The extraction part of bryophytes needs further attention and inventiveness to increase the use of these plants at a large scale. Existing extraction methods are valuable and practical at the laboratory level, but a cost-effective approach is still required in the upcoming days for large-scale requirements. This is a challenge and opportunity for biochemists and bryologists.


Many fungal pathogens are the root cause of various postharvest diseases in economically important fruit and vegetables. Though, these strains can infect the fruits and vegetables before harvest and opt for a dormant period until the congenial environment during and post-harvesting of the produce for rapid growth and disease development. Usually, these fungal pathogens infect the yield through surface injuries. As a result, numerous bryophytes, particularly Sphagnum, can be employed throughout the harvesting process and afterwards to help prevent fungal infestations. Conventionally, synthetic fungicides have performed a dominant role in postharvest disease control. However, awareness regarding the hazardous nature of chemical fungicides in horticulture/agriculture is compelling the advancement of new approaches. In this scenario, the perspectives of bryophytes in control of many of the postharvest fungal borne diseases become imperative as a lucid, eco-friendly and cost-effective ploy.

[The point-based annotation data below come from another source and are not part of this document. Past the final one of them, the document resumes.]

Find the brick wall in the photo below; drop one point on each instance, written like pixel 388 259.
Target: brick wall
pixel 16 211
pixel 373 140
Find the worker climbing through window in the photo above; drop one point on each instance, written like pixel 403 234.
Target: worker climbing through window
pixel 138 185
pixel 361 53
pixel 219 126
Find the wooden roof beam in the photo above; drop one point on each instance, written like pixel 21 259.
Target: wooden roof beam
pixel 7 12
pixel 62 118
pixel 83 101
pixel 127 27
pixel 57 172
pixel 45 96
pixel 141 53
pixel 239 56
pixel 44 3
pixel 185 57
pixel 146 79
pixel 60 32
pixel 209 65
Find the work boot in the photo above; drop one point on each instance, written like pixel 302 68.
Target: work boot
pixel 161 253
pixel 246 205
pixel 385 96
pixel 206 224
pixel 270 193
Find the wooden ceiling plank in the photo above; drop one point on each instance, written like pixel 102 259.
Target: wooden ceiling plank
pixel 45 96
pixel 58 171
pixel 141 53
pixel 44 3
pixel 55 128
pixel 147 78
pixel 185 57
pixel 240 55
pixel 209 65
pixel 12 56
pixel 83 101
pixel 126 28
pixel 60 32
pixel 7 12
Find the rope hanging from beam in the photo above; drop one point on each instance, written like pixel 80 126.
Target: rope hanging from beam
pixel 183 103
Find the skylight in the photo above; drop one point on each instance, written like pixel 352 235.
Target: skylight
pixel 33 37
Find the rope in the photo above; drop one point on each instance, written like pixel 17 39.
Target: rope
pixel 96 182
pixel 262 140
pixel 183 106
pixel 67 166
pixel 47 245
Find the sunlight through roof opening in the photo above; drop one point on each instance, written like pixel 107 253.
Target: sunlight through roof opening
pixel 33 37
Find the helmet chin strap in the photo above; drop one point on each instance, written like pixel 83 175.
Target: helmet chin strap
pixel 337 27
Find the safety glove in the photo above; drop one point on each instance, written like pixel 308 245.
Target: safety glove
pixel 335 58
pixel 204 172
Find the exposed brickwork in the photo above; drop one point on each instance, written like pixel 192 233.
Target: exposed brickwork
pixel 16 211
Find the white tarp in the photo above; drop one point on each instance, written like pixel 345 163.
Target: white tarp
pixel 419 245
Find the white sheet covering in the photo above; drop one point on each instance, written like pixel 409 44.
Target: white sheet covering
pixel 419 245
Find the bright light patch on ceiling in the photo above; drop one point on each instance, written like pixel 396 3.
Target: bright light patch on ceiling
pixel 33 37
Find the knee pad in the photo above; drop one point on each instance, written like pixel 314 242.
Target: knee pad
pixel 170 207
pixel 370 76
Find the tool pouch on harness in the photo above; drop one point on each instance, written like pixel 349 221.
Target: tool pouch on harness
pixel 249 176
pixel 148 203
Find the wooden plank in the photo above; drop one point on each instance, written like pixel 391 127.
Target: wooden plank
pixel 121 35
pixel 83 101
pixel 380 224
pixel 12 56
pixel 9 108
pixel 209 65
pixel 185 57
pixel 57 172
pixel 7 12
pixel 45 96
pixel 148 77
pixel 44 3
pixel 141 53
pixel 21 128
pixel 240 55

The hunt for novel bioactive compounds of antimicrobial significance has been a significant concern for a long time. Recently, phytopathogenic contamination has hard up the horticulture and agricultural production constraints to an actual task. A range of plant extracts is used as biocontrol approaches in their basic and cleansed form. The prevailing synthetic fungicides face many problems, viz., drug resistance, nephrotoxicity, biomagnification, etc. In this regard, using extracts of these first land plants would provide a fresh, harmless, and the finest strategic tool in postharvest fungal control. The bryophytes are underexplored in their enigmatic phytochemistry and secondary metabolite production. The confidence is reliable on miniature green first land plants because they protect against fungal or bacterial attacks. Thus, the hunt is principally made on the vast bryo-diversity that contains remarkable potential as antifungal agents.

Conflicts of interest

The authors declare no competing interests.

Author contributions

This work was collaboratively undertaken by all authors. AA conceived the subject. SJ and PB conducted the literature search and drafted the article. The final manuscript was reviewed and approved by all authors.